旦那様は懐妊初夜をご所望です~ワケあり夫婦なので子作りするとは聞いていません~

 病院の外に出ると、そこは中とは別世界のように暑かった。すぐに噴き出た汗で素肌がベタベタしてきそう。

「じゃあ、よろしくお願いいたします」

 母が深々と頭を下げる。

「ちょ、ちょっと待ってください。鳴宮さん、私やっぱり、しばらく実家に帰らせていただこうかと」

 母に言ったのと同じセリフを繰り返すと、鳴宮さんは眉を顰めた。

「鳴宮さんと俺を呼ぶけど、君だって鳴宮さんだぞ」

「あ……すみません」

 だって、主治医にも旧姓で呼ばれていたんだもの。私を混乱させないためだったんだろうけど。
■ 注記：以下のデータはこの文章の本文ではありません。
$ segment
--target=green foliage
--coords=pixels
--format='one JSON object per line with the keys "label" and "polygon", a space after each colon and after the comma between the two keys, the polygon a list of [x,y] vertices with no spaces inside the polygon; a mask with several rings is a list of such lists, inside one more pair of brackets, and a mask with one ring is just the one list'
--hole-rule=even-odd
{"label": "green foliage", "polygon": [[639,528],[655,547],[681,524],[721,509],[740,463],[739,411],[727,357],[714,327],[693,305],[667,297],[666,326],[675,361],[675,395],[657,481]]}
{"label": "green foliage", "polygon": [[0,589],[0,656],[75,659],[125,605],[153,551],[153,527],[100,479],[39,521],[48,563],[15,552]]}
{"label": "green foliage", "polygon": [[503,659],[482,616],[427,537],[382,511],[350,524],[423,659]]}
 いきなり「鳴宮さん」と呼ばれても、すんなり返事ができる気がしない。

「とりあえず行こう。二人で過ごした部屋を見れば、何か思い出すかもしれない」

「そうね、そうね。実家にはいつだって帰られるんだし」

 なんの根拠もない鳴宮さんの言葉に、母は深く同調した。

「それは百パーセントないとは言えないけど」

 脳が死んだわけじゃなくて、記憶の回路に少しトラブルが生じただけだとしたら、なにかの拍子で全てを思い出すということもあるかも。